Manager of World's Biggest Money Market Fund Reports Strong First Half

The fund manager of China’s Yu’e Bao reported stellar growth of first-half earnings despite the government’s tighter oversight of the country’s ballooning money market fund industry.
Tianhong Asset Management Co., which manages the $215-billion money market fund built on spare change from online spending, had a net profit of 1.10 billion yuan ($165 million) for the first six months of 2017, according to Jun Zheng Group that owns 15.6% of Tianhong.
It was an increase of 87% from 584.8 million yuan a year ago, Jun Zheng said in the regulatory filings to the Shanghai Stock Exchange.
Revenue during the period rose 49% to 4.01 billion yuan from 2.70 billion a year earlier, Jun Zheng added.
Yu’e Bao represents nearly 95% of assets managed by Tianhong Asset, which is majority-owned by Ant Financial Services Group. The fund in April overtook JPMorgan Chase & Co.’s U.S. government money market fund of $150 billion as the world’s largest money market fund.
The Chinese government has issued tighter rules and repeatedly called for restraint of the runaway growth of the money market fund industry, which is now the world’s second-largest after the U.S. However, the industry continues expanding as investors are hungry for yields, while some are shifting back from tightly regulated, much-riskier wealth management products.
In fact, inflows to China’s money market funds in July reached 751.6 billion yuan, according to data from the Asset Management Association of China. It was a big increase, given that net inflows during the first six months totaled 821.6 billion yuan, the association said.
Founded in 2013, Yu’e Bao, which in Mandarin means “leftover treasure,” has ballooned in size as millions of users migrate to its affiliated online-payment application, Alipay. Most Alipay users transfer payments and refunds from online transactions into Yu’e Bao to earn interests as high as 3.9% — much better than returns from bank deposits and many other investments.
Yu’e Bao has been reining in its expansion by reducing the maximum individual contribution of new investors by 90% in just three months to 100,000 yuan ($15,000). Market watchers believe the fund is under pressure from the regulator to slim down.
In March, the China Securities Regulatory Commission issued rules to curb risks of open-end securities products like Yu’e Bao. The regulator now requires all money market fund managers to set aside no less than 0.5% of its net assets as cash reserves to serve as a buffer against potential bad debts.
As the fund snowballs, the March rule means Yu’e Bao must take out about 7.15 billion yuan as its cash buffer.
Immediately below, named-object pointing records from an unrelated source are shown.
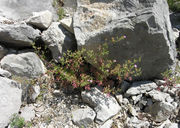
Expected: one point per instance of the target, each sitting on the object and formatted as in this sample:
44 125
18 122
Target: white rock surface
68 24
160 111
24 64
10 100
41 19
107 124
18 34
27 112
3 51
140 88
58 40
83 117
105 106
134 122
160 96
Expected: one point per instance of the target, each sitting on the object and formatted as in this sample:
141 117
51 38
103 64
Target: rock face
18 34
83 117
3 51
41 20
140 88
105 106
21 9
10 100
58 40
23 64
145 24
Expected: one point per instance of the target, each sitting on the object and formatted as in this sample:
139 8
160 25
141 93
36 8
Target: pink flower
90 81
135 66
114 61
87 87
74 85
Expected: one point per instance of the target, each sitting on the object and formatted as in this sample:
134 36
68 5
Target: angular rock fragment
105 106
83 117
41 19
24 64
10 100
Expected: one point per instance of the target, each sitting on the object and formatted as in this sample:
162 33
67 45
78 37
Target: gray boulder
83 117
144 23
160 96
24 64
68 24
160 111
140 88
22 9
18 34
41 20
134 122
3 51
10 100
58 40
27 112
105 106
However, the management fees roughly stand at 0.03% of the fund’s worth, or 4.29 billion yuan, leaving a shortfall of nearly 3 trillion yuan, which motivates Yu’e Bao to take in less cash.
Over 82% of the funds in Yu’e Bao are in the form of bank deposits and reserves, with the rest in short-term investments, policy bank bonds, company bonds and interbank deposits, according to the second-quarter report by Tianhong on the fund’s operation.